Imagine arteries less than a millimeter in thickness—as thin as a piece of hair.
Then imagine surgeons operating on these tiny arteries, delicately maneuvering around a heart smaller than a walnut.
This is the scenario the surgical team at the Texas Center for Pediatric and Congenital Heart Disease faced when operating on baby Le’Lani Bryant.
Le’Lani was born 12 weeks early, a mere 1 pound, 3 ounces. Her mother, Jasmine, suffered from a life-threatening case of preeclampsia that required her to deliver early. On top of this terrifying news, baby Le’Lani had been diagnosed with a rare congenital heart defect while in utero. Upon entering this world, baby Le’Lani would need life-saving surgery to ensure the arteries around her heart were pumping blood properly. While the expert team at the Texas Center for Pediatric and Congenital Heart Disease, headed by Chief, Dr. Charles D. Fraser, Jr., had years of experience performing this exact procedure, this beautiful baby girl was a unique case. She was small. Very small. Dr. Fraser had operated on a baby this small only once in his career, and there are few known cases of such operations taking place on a child so small.
After the NICU team at Dell Children’s helped Le’Lani through the crucial first week of her life, her surgery got the go-ahead. Her prognosis was dire—a 50/50 chance of survival. She was in the best hands she could be in, but the reality was Le’Lani’s situation was very complicated. Not only was she tiny, but her misplaced arteries were in a very precarious position. But Dr. Fraser and team knew if the surgery didn’t happen, the likelihood that Le’Lani would survive was slim.
Her surgery was long and challenging for her care team, and absolutely grueling for Jasmine and the baby’s father, Tometheus. When Le’Lani pulled through, her family cried tears of joy. Their little miracle was a fighter. She is growing stronger each day and her team expects her to go home on her original due date in January of 2023. Though she has a slight murmur and she might require additional surgeries as she grows, her prognosis is very good.
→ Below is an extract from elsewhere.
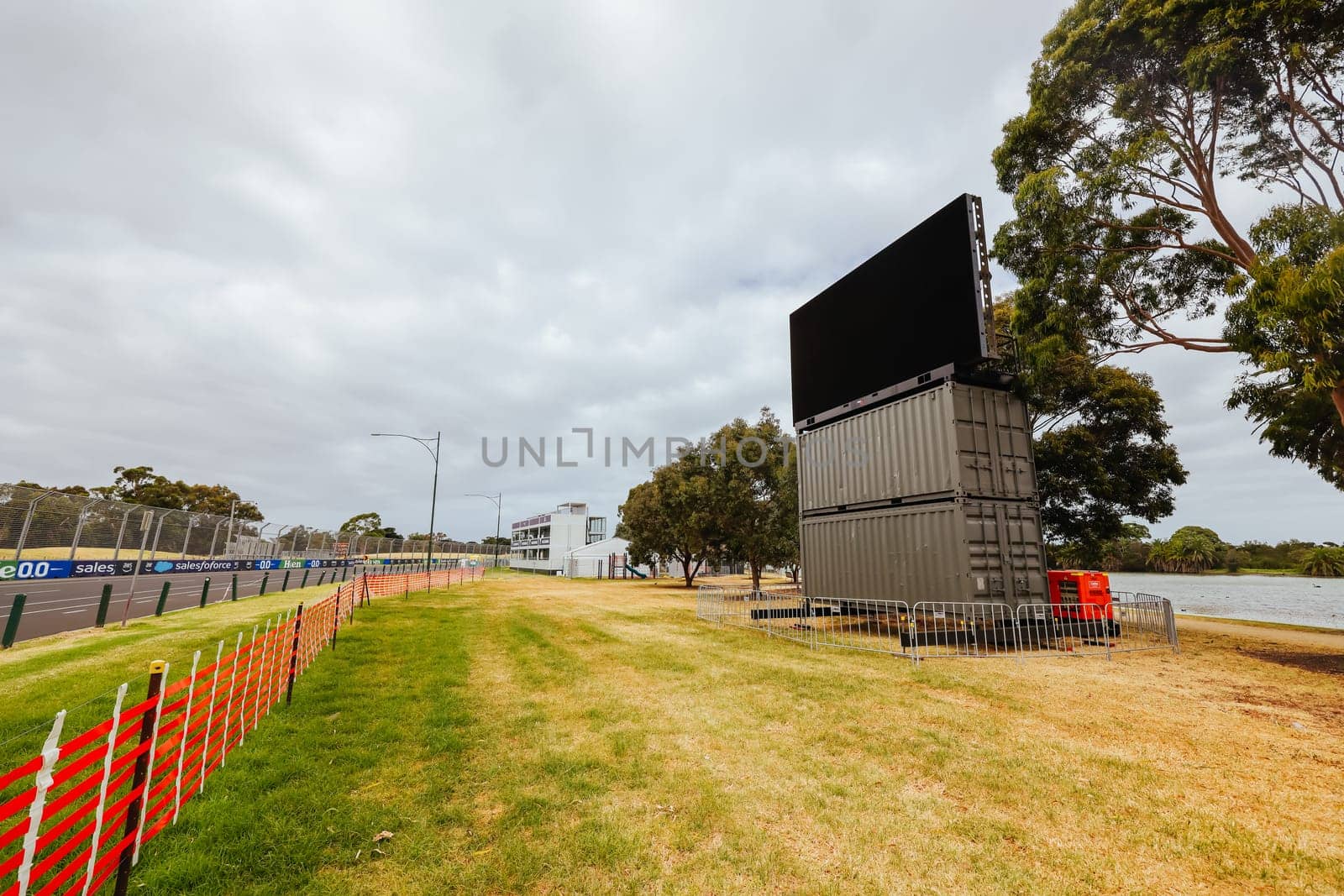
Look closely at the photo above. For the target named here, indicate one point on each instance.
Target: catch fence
(78, 813)
(934, 629)
(55, 526)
Not long ago it would have been unthinkable for a baby like Le’Lani to receive this life-saving surgery and care right in Central Texas. Very few heart centers in the United States are capable of caring for babies like Le’Lani, due to her size and medical complexity. But today babies with complex and unique heart needs, and their families, can rely on the Texas Center for Pediatric and Congenital Heart Disease at Dell Children’s for first-class neonatal heart care.